In other words, some feared that ACIP — and by extension the CDC — were de-prioritizing old people because they cared less about saving White lives than about saving Black lives. (Note: I’m using the Bloomberg style convention of capitalizing both “Black” and “White”.) A terrific Twitter culture-war battle ensued. This was then complicated by Nate Silver deciding to pick a fight with the entire public health profession over some statistics thing. Everything was very fraught and very silly.
Finally, the debate was mostly quieted when ACIP came out with another set of slides on December 20 that revised its recommendation into something much more balanced — and, helpfully, more complicated, which made it harder for Twitter randos to argue about. The new guidelines will basically split the vaccine between age >75 people and more exposed subgroups of essential workers, then move on to splitting between age >65 people and less-exposed workers.
So things seemed to have turned out fairly OK, and the debate will trail off into a long series of recriminations about whether people like Nate Silver or not.
But it’s interesting to think about how demographic variables like race and age should enter into calculations of ethics and public policy. In recent decades, huge amounts of data have become available for ethicists and policymakers to use, and statistical procedures that were once rare and laborious are now easy and commonplace.
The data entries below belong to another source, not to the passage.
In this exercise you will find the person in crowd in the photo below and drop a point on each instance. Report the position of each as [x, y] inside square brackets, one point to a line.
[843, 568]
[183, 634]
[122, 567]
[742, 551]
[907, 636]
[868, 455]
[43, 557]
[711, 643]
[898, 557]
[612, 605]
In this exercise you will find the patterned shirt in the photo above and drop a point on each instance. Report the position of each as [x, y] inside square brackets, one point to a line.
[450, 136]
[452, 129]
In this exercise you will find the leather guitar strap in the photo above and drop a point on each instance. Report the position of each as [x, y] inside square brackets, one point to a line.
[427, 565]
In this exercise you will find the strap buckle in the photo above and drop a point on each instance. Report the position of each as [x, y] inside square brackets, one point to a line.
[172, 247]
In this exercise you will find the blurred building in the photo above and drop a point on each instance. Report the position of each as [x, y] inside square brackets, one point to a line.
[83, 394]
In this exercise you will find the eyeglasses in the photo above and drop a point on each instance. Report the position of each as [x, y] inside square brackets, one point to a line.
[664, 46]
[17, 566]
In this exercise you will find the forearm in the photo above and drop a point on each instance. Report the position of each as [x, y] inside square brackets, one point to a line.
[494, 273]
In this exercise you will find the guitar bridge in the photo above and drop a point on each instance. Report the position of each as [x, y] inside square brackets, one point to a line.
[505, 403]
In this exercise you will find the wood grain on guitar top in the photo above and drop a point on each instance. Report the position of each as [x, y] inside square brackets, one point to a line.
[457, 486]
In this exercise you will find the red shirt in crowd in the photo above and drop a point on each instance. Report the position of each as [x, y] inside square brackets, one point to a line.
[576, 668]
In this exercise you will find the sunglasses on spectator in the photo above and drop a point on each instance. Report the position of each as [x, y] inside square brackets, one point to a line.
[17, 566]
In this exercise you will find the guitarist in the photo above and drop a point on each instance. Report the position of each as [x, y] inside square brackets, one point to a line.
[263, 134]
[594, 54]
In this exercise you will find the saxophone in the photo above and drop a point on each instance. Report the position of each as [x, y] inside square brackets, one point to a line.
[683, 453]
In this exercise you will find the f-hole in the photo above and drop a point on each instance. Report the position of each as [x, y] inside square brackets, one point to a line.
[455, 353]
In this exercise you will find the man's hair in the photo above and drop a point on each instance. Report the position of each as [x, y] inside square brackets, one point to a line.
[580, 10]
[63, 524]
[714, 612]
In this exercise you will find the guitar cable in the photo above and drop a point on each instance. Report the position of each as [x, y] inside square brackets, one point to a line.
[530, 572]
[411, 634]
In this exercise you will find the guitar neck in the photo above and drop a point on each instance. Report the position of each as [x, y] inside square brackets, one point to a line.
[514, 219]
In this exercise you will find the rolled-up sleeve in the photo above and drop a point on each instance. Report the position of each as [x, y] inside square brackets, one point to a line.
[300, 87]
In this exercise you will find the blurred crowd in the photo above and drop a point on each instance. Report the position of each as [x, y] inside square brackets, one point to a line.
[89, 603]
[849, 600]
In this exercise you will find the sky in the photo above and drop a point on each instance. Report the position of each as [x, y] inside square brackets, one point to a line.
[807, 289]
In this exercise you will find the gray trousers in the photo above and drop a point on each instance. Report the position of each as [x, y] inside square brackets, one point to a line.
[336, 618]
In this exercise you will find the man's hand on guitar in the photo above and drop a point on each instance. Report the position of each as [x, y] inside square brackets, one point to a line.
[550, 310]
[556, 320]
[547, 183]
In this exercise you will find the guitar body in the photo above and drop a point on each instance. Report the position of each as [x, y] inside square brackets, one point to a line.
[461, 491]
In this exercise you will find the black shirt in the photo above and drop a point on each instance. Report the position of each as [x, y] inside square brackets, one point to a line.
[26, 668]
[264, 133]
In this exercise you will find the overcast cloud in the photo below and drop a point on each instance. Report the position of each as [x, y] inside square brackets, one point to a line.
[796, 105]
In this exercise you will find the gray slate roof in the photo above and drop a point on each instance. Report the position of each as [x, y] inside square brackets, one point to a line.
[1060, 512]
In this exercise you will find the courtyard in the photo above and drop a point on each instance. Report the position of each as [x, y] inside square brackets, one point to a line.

This means that society is having to wrestle increasingly with statistical consequentialism — the more we know about correlations between policies and outcomes, the more complex our ethical debates become.
Obviously, there are whole fields of study devoted to this, so this blog post is hardly breaking new ground. But I wanted to use the vaccination example to point out one way statistics makes these ethical questions so difficult and fraught. It’s that race-neutral ethics can imply race-sensitive policy.
And then after that I’m gong to make a second, related point, which is to note some ways that statistics makes policymaking more difficult.
A race-neutral ethical framework
OK, so suppose we’re deciding who gets vaccinated first, with limited vaccine supplies. And suppose we adopt a simple ethical framework of race-neutral consequentialism. In other words:
We only care about outcomes — who lives and who dies. Later we can make the example more complicated by considering Quality-Adjusted Life Years, but for now let’s just assume that “death = bad, life = good” is the only outcome we care about.
We value the lives of all human beings equally. One Black life and one White life have equal value. One Black death and one White death are equally bad.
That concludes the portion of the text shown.